The most immediate impact of this return home by tens of thousands of migrant workers would be felt by the families at home and the governments, which had come to rely on their significant foreign exchange earnings. Loss of income by the migrant families will result in falling demand for goods in an already bad market for the producers. The returnees would add to the frustration and anger of the home country’s growing army of unemployed, bringing with them new bitterness about their abruptly ended foreign experience. The recent strike by British workers demanding “British jobs for British workers” has sent a chill through thousands of East Europeans who had flocked to the UK to take advantage of the European Union’s open door policy for member countries.

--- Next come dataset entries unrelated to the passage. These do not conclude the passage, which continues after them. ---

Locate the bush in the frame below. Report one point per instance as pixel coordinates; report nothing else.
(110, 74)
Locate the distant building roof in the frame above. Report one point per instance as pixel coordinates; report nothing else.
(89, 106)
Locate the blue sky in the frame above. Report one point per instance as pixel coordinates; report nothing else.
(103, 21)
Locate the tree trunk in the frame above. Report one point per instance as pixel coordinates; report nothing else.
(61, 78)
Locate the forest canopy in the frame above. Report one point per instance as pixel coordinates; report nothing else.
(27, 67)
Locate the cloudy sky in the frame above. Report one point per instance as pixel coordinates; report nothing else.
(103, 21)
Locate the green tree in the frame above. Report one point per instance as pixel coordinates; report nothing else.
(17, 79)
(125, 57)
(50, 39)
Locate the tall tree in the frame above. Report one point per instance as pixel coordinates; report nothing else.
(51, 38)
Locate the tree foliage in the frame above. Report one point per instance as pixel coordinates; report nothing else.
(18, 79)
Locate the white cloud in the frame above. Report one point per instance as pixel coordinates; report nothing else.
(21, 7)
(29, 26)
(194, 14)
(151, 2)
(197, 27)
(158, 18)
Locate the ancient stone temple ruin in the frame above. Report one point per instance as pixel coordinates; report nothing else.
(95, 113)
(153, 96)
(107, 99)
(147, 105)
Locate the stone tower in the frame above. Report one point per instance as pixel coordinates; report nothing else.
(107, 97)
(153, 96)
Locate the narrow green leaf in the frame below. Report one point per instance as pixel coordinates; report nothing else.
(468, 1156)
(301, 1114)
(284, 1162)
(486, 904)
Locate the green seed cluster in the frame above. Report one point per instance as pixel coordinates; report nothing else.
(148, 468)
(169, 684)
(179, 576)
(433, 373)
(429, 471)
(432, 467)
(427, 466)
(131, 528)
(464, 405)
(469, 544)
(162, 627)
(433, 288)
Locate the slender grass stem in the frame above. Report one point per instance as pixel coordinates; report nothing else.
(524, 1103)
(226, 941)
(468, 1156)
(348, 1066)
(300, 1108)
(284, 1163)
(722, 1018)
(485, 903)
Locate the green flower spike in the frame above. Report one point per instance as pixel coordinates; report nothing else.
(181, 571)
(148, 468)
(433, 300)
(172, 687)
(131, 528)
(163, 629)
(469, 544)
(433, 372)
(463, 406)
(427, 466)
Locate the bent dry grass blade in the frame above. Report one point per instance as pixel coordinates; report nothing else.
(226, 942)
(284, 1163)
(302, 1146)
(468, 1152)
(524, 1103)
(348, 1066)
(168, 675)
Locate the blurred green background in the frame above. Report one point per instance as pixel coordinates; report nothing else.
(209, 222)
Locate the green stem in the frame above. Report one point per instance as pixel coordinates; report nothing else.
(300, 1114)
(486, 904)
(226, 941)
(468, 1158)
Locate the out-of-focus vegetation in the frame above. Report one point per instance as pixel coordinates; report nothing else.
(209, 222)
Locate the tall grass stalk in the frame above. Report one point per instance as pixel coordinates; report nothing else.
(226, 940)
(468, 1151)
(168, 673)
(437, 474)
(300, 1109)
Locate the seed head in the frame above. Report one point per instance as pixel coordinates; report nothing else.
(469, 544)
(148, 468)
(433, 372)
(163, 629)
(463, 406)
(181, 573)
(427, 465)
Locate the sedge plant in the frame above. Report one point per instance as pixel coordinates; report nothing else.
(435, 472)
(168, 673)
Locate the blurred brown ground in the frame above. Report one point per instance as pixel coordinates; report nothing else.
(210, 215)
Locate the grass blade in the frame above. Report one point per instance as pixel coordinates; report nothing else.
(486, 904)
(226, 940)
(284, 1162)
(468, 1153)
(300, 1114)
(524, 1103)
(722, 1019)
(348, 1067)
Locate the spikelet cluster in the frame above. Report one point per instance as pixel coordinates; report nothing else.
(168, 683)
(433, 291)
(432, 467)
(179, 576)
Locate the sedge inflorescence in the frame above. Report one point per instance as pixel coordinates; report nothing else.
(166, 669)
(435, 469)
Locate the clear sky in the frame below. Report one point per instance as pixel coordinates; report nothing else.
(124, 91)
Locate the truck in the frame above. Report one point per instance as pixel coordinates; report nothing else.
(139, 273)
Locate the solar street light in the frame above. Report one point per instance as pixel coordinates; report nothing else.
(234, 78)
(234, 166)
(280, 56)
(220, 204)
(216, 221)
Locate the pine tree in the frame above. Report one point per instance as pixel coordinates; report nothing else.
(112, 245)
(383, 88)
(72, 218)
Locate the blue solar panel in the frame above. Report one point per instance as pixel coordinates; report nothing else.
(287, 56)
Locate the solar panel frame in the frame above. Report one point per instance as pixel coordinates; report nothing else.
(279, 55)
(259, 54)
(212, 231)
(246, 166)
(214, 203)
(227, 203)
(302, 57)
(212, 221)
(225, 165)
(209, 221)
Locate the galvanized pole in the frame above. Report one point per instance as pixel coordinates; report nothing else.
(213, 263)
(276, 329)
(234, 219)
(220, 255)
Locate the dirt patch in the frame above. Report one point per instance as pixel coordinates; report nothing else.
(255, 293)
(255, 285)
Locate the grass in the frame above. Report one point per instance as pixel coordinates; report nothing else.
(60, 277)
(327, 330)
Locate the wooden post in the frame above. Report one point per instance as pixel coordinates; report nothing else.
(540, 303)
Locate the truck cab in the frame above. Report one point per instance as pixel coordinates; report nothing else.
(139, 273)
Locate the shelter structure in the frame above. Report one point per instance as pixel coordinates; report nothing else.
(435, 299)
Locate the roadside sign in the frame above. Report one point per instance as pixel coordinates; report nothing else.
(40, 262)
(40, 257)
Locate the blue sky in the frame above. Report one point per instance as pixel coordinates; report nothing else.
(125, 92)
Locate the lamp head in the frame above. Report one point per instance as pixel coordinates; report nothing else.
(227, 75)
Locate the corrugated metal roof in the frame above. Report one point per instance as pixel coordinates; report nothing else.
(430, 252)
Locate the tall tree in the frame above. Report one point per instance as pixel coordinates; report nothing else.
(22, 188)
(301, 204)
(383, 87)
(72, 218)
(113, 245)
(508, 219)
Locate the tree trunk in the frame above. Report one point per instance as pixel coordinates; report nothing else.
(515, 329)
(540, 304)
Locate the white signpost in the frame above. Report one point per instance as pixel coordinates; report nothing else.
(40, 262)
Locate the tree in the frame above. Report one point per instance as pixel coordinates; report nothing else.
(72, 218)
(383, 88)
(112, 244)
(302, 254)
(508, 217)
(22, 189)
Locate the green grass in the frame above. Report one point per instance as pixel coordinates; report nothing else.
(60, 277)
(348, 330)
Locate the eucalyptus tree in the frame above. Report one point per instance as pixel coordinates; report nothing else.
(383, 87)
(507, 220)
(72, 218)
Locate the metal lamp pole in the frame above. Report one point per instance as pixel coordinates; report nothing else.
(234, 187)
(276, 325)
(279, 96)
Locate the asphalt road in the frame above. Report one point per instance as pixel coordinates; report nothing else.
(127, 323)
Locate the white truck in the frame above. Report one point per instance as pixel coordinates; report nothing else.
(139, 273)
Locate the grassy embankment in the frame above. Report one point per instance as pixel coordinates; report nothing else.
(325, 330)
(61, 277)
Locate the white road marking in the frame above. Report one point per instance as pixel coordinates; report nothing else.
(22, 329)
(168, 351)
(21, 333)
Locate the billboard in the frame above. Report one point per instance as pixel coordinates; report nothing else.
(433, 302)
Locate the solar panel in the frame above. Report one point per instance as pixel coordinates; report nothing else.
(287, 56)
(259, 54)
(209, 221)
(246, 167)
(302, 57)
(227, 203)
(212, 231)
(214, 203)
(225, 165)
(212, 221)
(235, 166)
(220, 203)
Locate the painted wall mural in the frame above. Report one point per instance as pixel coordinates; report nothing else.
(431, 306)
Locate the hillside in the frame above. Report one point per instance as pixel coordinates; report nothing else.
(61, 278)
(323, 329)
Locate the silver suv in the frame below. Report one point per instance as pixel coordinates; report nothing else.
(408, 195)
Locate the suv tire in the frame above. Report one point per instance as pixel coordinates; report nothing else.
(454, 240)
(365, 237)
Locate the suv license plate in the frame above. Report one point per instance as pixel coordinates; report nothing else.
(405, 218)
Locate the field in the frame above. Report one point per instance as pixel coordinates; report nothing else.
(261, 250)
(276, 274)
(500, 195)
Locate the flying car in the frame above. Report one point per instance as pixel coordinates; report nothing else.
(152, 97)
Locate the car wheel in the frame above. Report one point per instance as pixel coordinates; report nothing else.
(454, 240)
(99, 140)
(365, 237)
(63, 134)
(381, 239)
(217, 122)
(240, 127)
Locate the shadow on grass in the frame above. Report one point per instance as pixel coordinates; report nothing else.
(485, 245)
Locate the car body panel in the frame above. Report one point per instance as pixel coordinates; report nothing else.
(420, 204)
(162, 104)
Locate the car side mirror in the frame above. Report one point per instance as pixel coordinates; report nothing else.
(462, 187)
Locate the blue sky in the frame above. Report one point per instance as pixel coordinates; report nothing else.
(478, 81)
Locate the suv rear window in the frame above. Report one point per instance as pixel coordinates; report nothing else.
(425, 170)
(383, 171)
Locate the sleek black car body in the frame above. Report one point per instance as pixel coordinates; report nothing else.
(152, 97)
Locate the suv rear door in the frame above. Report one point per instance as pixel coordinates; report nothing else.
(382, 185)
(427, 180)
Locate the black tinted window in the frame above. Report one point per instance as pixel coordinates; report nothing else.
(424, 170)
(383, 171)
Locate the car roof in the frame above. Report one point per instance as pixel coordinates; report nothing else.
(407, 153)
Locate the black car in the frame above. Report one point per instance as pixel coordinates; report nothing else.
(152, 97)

If the practice of targeting foreigners for retrenchment irrespective of their skills or merit takes hold, it will leave a bitter legacy that will survive economic revival. Companies will eventually have to look for talent abroad once more.
Recessions, however deep, do not last forever. When the economy revives, migration will resume, especially to European countries that are ageing rapidly and running out of able-bodied workers. But the way foreigners are treated now will leave a lasting impact on the nature of the recovery.
Nayan Chanda is director of publications at the Yale Center for the Study of Globalization and editor of YaleGlobal Online.